Da molte ore nell’aldilà Socrate, Machiaveli, Glaucone discutevano di giustizia, Tav e di Salvini; c’era anche Leibniz, ma parlò alla fine; fu Glaucone a egemonizzare il dialogo: Gige era un pastore alle dipendenze d’un re. Un giorno trovò un anello che lo rendeva invisibile e lo utilizzò per conquistare il potere: approfittando dell’invisibilità entrò nella casa del re, lo uccise e prese il suo posto.

“Richiami il mito per capire il presente?” chiese Socrate. “Troppo facile dire che nel centro-destra c’era un sovrano, B., spodestato da Salvini che ne ha preso il posto; mi interessa di più riflettere su altri dati”.

“Quali Glaucone, ti ascolto”.

“Sulla capacità di Salvini di rendersi invisibile (se deve dar conto di 49 milioni) e tornare visibile se deve cavalcare una causa ingiusta ma utile su migranti o Tav”. “E’ come se in questi mesi possedesse l’anello di Gige”.

“E non è tutto; quel che voglio dire, Socrate, è che Salvini oggi è l’incarnazione della mia tesi: “L’ingiustizia rende assai più della giustizia“. Ingiustizia, intendo, nelle diverse forme: contro la legge, il demos, l’ambiente, contro il movimento valsusino. Insomma, il leghista era No Tav e poi si schierò con disinvoltura per il Sì perché più utile (in molti sensi): girano tanti soldi intorno a quel buco; che il trasporto merci decresca, e l’opera costi miliardi in più del previsto non conta nulla. Si è parlato perfino di interessi della ‘ndrangheta.”

“E’ così. Ma torniamo alla filosofia: ‘l’uomo ingiusto è più felice del giusto e trova il modo di non farsi sorprendere, giacché chi si fa scoprire è considerato inetto’; ‘Lasciandogli la libertà di compiere misfatti’ (procurarsi rubli, per esempio) ‘gli si concede altresì l’opportunità di guadagnarsi la reputazione di giusto. E se cade gli vien data la facoltà di rialzarsi’ (sorvolando sulle colpe); ‘e se vengono a galla i suoi reati gli si offre la possibilità di scusarsi con la sua forza di persuasione’ (e i media a disposizione). Devo continuare?”

“Attualizzi le tue idee, Glaucone, difendesti l’ingiustizia e l’inganno per provocarmi”.

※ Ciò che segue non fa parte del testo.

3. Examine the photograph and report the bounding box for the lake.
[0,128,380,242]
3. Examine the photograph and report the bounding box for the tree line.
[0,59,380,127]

“In verità, ‘quello che molti si propongono, Socrate, non è l’essere giusti, ma averne l’aria’ fingendo rispetto per la verità. Guarda Salvini: ostenta severità sulla giustizia ma boicotta la riforma della prescrizione; simula; calpesta i diritti e finge di proteggerli; denigra la stampa; mente; insulta e maschera con battute; svicola dalle domande e protegge i suoi inquisiti. E’ che la finzione paga. Su ogni tema. Cosa vuoi che importi al Partito degli Affari se il buco in Val Susa è devastante, costoso, inutile, l’importante è che sembri giusto, girino soldi, s’incolpino i No Tav, e, naturalmente, che il Partito del cemento appaia difensore del vero. Ripeto: l’uomo ingiusto è più felice del giusto’ e vola nei sondaggi”.

“E’ vero Glaucone – affermò suo fratello Adimanto – ‘l’apparenza vince sulla verità, meglio rivolgersi ad essa portandosi dietro la volpe del sapientissimo Archiloco, astuta e dalle mille risorse’.” “‘Simulare ed essere astuti come volpi’ – accennò Machiavelli – lo consigliai anch’io”.

“Anche tu, certo. Comunque, mentire è un’arte e non a tutti vien bene. Penso ai dem: si fingono ambientalisti e votano la cementificazione della Val Susa. Ridicolo.” “Bisogna cominciare a chiedersi perché non se n’accorgano – disse Leibniz – indagare se la volontà sia libera o soccomba di fronte a motivi più forti.” Poi parlò Socrate ma di lui non dico: è la doppiezza del simulatore che voglio presentare oggi a chi s’appresta a votare il Tav: Glaucone ne ha tracciato il profilo, le telecamere ne mostreranno i volti: Salvini, Zingaretti, Berlusconi, Meloni, voteranno insieme e “non è bello né buono”: è una mostruosa prova d’incoerenza. Chi ha davvero un’anima verde e di sinistra, si sottragga all’obbrobrio.